We're conditioned to be fair, study finds
By ELIZABETH WEISE
A group of researchers working in 15 different areas across the globe may have answered one of the deeper questions of the human condition — why are we fair to strangers we'll never see again?
That fairness makes possible the large, interconnected, market-based societies that have grown up mostly in the past 10,000 years.
Two rival theories have been put forward as to why. One suggests that we're fair to strangers because we mistakenly treat them like kin, the other that social conditioning makes us this way.
In the journal Science, researchers present evidence that comes down solidly on the side of social conditioning. They found that people who live in small groups and who grow or catch most of their own food don't really care that much whether they're fair or unfair to strangers, or whether a stranger is punished for being unfair.
People who trade for a larger percentage of their daily food and therefore live in more integrated, larger social groups are much more likely to be fair to strangers.
"We think it was really a lot of cultural learning, and it took 10,000 years of cultural evolution to get to the point where you have a well-run society with billions of people," said Joe Henrich, an evolutionary anthropologist at the University of British Columbia in Canada, the paper's lead author.
Religion appears to play a part as well. People who follow tribal religions are also more focused on their kin and friends and don't care too much about fairness with strangers. People who followed the two world religions in the areas studied, Christianity or Islam, were more likely to be fair to strangers and to want to punish unfairness.
The researchers used games to measure how fair a given person tends to be in interactions where they don't know or aren't related to the person they're dealing with. They also looked at how willing the person was to punish someone else who behaved unfairly.
They played these games in 15 different places around the world that varied in how much they participated in a market economy and how much they participated in world religions such as Christianity or Islam. Sites included Ghana, Papua, New Guinea, Tanzania, Siberia, Kenya, Columbia, Ecuador, Bolivia, Missouri and Fiji.
The researchers measured how integrated an individual was into a market economy by calculating the percentage of calories their family ate which were purchased rather than grown, hunted or fished and then averaged them for a community measure. For religion, they asked if the person followed either Christianity, Islam, a tribal religion or no religion.
People in fully market-integrated societies who practice a world religion were much more likely to make fair offers to strangers in the games.

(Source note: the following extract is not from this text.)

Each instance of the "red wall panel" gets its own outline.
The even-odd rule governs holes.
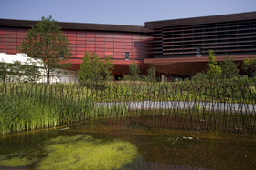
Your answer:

The researchers suggest religion may have evolved as societies grew bigger because it facilitated larger-scale interactions. Reputation-based social systems start to break down when groups living together get large. Religions internalize norms for behavior toward strangers, making external force less necessary and smooth interactions more possible.
"Small-scale societies typically don't have high gods that are very powerful. There's no notion of heaven or hell. They're not incentivizing proper behavior, how you should treat non-kin, stealing and murder, the kinds of things you need to have a harmonious and moral society," Henrich said. But if people place faith in high gods and the gods are concerned about moral behavior, about lying and stealing, it adds social and cultural pressure that reinforces those behaviors.
In terms of punishment, the smaller the community the person lived in, the less likely they were to want to punish someone for being unfair in how they played the game. Small hunting-band-sized groups were the least likely to punish.
Without social norms that make fairness a given, humans don't seem to do well in social groups over about 300 people, Henrich said. Or at least in New Guinea, where it's been found that when villages get above 300 people, they typically fracture and break into smaller groups under that number. "The usual reciprocity and kinship fall apart and there's no larger entity to oversee those conflicts, so they fracture," he said.
Children certainly aren't born with a tendency toward fairness. In large, complex societies, they're quite selfish until around the age of 12, when they begin to be more adult-like, Heinrich said. But even then, the truly adult sense of fairness doesn't actually come until age 25. "So, it's a long socialization process."
One thing this means is that the assumption that markets run because people are selfish doesn't quite work. Actually, Henrich said, markets run best because people have some motivation toward fairness and equality.
"If you have fully selfish agents, markets don't work because people can't trust each other," he said.